The modern data stack (MDS)

What is a modern MDS?

The modern data stack (MDS) is a combination of technologies and tools that businesses use to store, process, and analyze data in the digital age. With the proliferation of data-driven decision-making, it is important for organizations to have a robust and efficient data stack to derive insights and drive innovation, therefore organizations can make informed decisions, improve their operations, and drive growth.

The importance of MDS transcends markets and industries, such as eCommerce. With a vast amount of data on customer behavior, purchase history, and demographics, an e-commerce company can use a modern data stack to personalize the shopping experience for each individual customer.
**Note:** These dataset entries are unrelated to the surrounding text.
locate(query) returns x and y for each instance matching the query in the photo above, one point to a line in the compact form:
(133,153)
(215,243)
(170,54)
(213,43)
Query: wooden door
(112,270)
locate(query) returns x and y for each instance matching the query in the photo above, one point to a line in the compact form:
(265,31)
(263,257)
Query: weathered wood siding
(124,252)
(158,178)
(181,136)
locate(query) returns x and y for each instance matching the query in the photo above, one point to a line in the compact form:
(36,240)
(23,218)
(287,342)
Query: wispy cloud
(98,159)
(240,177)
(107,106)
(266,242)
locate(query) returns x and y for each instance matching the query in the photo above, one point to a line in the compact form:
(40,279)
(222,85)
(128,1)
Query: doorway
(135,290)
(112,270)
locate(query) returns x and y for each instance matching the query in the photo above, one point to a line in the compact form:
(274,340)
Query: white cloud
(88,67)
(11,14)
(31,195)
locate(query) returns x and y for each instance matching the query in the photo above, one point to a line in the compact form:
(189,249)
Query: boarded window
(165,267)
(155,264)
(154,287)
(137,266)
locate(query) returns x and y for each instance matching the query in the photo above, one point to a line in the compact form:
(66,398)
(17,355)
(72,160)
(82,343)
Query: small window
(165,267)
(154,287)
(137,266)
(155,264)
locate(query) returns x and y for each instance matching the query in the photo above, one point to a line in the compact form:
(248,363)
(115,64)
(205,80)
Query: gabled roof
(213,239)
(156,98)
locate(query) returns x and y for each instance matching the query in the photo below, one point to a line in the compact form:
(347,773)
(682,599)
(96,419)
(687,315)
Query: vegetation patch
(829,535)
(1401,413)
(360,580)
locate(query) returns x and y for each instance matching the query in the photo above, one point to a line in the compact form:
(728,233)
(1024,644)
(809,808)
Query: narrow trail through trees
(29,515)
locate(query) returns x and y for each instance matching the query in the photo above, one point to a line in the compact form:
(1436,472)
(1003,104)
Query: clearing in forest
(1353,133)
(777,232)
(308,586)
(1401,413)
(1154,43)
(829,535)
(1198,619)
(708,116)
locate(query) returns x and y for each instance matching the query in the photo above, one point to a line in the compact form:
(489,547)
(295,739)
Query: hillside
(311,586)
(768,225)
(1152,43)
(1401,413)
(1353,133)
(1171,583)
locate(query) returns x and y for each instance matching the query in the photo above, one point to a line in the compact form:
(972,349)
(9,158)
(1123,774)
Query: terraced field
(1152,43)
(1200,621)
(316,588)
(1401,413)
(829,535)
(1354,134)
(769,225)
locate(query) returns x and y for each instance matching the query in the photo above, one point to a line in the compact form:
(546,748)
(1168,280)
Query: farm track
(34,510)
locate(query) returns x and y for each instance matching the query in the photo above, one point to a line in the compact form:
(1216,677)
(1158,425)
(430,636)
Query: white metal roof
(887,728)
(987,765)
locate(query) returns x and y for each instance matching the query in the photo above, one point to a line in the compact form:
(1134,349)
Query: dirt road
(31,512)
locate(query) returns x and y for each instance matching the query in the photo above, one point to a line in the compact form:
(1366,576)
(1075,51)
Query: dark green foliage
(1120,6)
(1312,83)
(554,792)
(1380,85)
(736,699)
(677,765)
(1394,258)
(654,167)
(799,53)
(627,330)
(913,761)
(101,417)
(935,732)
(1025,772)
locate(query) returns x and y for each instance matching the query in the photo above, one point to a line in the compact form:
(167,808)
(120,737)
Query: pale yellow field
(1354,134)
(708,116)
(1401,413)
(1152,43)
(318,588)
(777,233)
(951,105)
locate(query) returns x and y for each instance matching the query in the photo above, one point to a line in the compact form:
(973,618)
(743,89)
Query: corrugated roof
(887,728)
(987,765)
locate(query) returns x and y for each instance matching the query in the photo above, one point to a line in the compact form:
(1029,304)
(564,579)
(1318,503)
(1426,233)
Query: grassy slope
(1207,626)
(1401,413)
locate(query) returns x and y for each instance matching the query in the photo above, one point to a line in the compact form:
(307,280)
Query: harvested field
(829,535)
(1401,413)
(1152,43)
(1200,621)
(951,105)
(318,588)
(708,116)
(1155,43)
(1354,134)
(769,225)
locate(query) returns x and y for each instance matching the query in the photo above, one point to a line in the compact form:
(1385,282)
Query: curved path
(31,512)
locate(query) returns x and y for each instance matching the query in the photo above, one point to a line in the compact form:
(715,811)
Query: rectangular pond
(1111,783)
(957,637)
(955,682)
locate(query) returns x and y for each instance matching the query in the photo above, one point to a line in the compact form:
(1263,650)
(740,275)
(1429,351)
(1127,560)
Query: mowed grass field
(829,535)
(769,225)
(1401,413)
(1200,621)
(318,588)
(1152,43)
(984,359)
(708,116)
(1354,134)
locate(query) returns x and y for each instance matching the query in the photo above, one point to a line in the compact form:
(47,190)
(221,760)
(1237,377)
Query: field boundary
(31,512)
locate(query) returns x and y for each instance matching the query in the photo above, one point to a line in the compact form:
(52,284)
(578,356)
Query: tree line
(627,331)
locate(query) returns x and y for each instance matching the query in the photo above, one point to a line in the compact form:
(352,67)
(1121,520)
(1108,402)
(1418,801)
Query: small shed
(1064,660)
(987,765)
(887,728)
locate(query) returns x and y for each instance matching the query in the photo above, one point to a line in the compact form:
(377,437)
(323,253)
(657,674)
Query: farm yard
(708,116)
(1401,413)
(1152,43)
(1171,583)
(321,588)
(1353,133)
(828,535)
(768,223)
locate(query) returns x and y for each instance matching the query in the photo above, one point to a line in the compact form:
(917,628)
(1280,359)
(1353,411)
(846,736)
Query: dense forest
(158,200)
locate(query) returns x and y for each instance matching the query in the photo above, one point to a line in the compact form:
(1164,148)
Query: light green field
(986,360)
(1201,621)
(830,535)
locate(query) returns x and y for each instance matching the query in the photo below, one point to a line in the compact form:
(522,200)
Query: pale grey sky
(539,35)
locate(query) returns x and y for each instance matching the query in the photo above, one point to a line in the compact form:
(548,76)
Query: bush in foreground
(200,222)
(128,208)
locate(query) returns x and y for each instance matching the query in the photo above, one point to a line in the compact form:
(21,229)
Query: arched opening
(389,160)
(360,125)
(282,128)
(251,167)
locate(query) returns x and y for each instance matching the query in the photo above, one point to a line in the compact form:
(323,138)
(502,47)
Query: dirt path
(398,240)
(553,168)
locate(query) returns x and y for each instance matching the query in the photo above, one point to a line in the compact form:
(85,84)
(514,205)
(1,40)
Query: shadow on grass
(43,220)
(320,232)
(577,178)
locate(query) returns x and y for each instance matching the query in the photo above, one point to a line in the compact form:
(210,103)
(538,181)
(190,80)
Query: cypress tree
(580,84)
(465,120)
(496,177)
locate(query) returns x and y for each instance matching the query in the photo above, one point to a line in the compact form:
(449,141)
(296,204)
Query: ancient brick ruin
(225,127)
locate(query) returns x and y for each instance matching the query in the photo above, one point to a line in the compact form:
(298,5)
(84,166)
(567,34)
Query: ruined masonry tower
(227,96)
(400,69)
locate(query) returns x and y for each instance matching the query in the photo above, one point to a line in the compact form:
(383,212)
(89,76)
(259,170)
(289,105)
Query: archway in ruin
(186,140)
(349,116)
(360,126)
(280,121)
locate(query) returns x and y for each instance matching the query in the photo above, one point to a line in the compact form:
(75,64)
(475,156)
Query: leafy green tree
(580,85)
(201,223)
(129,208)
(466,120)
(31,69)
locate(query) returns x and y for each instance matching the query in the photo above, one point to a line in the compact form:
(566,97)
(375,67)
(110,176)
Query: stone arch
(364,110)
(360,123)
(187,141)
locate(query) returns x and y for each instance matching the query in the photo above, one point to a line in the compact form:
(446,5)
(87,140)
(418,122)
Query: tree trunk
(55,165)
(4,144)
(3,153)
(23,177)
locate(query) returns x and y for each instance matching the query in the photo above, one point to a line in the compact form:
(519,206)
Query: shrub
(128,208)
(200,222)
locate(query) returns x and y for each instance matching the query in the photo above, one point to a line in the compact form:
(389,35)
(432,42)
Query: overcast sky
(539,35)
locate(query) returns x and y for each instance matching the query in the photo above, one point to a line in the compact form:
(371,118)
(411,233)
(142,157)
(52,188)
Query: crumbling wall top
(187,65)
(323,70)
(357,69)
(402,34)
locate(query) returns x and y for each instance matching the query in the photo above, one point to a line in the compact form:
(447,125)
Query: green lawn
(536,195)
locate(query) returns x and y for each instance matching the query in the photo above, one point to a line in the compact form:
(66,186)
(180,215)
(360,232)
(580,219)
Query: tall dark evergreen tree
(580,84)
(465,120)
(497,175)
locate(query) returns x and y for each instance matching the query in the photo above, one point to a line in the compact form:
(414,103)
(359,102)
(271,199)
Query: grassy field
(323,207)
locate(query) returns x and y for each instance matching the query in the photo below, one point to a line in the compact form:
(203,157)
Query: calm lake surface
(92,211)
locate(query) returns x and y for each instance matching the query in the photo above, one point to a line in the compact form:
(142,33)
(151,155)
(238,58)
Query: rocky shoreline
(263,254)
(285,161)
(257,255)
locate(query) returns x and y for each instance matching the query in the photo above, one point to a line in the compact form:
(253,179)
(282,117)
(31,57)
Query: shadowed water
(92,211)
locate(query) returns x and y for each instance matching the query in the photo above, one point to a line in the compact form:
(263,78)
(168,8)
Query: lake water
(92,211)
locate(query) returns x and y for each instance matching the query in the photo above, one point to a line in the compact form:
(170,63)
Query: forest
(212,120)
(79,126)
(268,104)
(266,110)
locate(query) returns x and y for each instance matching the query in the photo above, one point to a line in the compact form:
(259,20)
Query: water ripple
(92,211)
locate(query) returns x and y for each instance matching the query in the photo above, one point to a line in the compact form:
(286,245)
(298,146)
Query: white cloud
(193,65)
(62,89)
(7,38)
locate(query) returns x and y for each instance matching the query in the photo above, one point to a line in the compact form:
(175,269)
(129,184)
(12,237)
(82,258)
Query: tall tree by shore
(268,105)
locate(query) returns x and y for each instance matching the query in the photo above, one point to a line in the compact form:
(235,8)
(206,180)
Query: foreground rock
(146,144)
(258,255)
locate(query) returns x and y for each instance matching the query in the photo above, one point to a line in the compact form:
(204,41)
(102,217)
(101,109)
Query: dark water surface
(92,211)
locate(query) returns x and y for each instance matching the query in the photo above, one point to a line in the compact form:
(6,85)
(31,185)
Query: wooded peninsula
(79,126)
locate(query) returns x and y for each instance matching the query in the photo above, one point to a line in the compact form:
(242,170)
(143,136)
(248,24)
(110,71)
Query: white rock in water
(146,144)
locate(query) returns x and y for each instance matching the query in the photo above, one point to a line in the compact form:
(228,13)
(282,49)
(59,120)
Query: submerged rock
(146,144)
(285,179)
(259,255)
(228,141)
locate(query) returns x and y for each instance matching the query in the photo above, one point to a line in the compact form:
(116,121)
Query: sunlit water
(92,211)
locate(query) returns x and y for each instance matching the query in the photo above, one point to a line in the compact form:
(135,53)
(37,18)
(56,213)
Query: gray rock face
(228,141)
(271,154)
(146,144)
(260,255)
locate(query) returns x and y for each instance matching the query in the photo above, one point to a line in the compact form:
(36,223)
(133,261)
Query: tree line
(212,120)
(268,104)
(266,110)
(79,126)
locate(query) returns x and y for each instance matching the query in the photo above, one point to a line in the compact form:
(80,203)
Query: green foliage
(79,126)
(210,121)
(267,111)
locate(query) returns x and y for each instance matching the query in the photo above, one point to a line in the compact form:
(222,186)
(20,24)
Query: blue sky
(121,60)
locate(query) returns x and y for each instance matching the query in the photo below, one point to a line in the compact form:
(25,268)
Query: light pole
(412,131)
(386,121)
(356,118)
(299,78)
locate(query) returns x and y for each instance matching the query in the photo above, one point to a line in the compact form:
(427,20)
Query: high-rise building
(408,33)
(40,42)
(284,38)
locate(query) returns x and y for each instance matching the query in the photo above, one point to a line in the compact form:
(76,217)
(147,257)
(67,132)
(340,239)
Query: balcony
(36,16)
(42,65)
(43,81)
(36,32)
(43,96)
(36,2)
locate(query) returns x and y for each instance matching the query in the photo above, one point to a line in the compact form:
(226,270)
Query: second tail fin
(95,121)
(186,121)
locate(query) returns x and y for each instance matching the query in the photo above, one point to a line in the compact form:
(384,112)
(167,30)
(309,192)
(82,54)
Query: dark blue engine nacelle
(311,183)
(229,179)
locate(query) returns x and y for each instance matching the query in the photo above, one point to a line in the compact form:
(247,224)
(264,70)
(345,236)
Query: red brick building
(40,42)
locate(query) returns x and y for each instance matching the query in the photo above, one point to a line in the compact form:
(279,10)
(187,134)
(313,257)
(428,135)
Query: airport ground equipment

This can lead to increased customer satisfaction and loyalty, ultimately resulting in higher sales and revenue.

One can also look at the healthcare industry for further examples of the importance of the modern data stack. MDS can help healthcare organizations to understand and predict disease outbreaks, prioritize and allocate resources, and improve patient outcomes. By analyzing healthcare data using a modern data stack, organizations can identify trends and patterns that may not be immediately apparent, leading to more effective treatment and prevention strategies.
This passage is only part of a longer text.